L’avocat de Saddam Hussein prépare sa défense

Sur le fond, la ligne de défense de son avocat s’appuie sur l’illégalité juridique de la guerre déclenchée contre l’Irak . 

		AFP
Sur le fond, la ligne de défense de son avocat s’appuie sur l’illégalité juridique de la guerre déclenchée contre l’Irak .
AFP
Alors que le président américain George Bush vient d’affirmer que Saddam Hussein serait remis aux nouvelles autorités irakiennes pour qu’il soit jugé «au moment opportun», son avocat jordanien, Mohammed Rashdan, prépare le procès et multiplie les démarches pour avoir accès à son client.
De notre correspondant à Amman

«Au nom de Dieu, le clément, le miséricordieux, … à ma petite famille, à ma grande famille, que la paix soit sur vous… Mon moral est bon, je vais bien, que dieu vous bénisse.» Dans son bureau d’Amman, maître Mohammed Rashdan tient dans ses mains la seule lettre de Saddam Hussein qu’il ai reçu, via le CICR. Elle date du 21 janvier dernier. Sur les dix lignes manuscrites du message, sept ont été noircies par la censure américaine. Dans le formulaire du CICR, deux croix ont été tracées dans les cases «en bonne santé» et «légèrement blessé.» «Il n’y a pas de précision sur cette blessure. Je suis inquiet pour sa santé», lâche l’avocat.

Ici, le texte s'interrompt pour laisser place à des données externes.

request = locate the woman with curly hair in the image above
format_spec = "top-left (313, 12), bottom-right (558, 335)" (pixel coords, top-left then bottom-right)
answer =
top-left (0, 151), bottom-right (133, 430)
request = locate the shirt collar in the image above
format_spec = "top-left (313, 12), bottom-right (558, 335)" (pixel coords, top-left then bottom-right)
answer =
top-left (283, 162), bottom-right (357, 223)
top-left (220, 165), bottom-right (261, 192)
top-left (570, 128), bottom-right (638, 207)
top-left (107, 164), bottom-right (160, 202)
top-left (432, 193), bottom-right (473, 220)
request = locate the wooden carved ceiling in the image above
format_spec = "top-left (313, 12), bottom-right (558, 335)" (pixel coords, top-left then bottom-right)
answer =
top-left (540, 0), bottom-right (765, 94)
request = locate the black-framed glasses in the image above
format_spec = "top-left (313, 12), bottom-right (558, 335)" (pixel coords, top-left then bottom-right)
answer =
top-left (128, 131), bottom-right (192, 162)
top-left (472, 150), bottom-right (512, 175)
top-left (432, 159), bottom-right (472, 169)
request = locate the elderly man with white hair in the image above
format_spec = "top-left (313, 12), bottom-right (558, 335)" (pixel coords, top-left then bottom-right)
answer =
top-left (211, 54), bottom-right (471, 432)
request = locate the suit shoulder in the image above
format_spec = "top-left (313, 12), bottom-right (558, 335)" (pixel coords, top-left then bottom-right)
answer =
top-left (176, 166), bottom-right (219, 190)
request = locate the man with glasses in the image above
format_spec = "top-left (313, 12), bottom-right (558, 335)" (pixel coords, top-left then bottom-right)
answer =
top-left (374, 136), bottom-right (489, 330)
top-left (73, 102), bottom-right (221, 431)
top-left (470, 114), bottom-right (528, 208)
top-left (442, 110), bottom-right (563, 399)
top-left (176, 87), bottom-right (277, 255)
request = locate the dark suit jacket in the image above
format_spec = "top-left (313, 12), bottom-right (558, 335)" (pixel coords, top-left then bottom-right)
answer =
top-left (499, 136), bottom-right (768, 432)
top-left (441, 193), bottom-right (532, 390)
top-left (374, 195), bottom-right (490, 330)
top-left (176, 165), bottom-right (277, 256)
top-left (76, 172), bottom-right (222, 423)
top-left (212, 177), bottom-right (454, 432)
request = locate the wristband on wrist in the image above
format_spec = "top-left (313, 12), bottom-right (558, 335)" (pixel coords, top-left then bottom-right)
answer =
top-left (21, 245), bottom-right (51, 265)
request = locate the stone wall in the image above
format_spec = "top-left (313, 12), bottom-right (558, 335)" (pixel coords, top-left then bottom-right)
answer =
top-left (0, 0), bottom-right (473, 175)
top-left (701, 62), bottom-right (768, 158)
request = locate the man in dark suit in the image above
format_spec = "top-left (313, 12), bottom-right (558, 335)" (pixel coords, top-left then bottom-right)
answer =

La cinquantaine poivre et sel, Mohammed Rashdan affirme avoir été mandaté par l’épouse de Saddam Hussein, Sajjida Khairallah Toulfah et de ses trois filles Hala, Raghad et Rana pour assurer sa défense. Comme preuve, il exhibe une procuration datée du 11 janvier 2004 signée par Sajjida. Un différend l’oppose à l’avocat français Jacques Vergès qui assure, lui, avoir été requis par 42 membres de la famille de Saddam, et notamment de Watban son demi-frère, pour défendre l’ex-dictateur.

La «concurrence» de Jacques Vergès laisse indifférent Mohammed Rashdan qui multiplie les démarches préparatoires au procès de Saddam Hussein. Il a formé une équipe d’une trentaine d’avocats et un comité de soutien regroupant 1500 personnalités parmi lesquelles figurent le président de l’Union des avocats arabes, le président des barreaux de Tunisie, du Yémen, du Maroc et d’Egypte ainsi que des avocats occidentaux. Dans son cabinet, il a déjà stocké plus de 20 000 pièces de dossier pour le procès.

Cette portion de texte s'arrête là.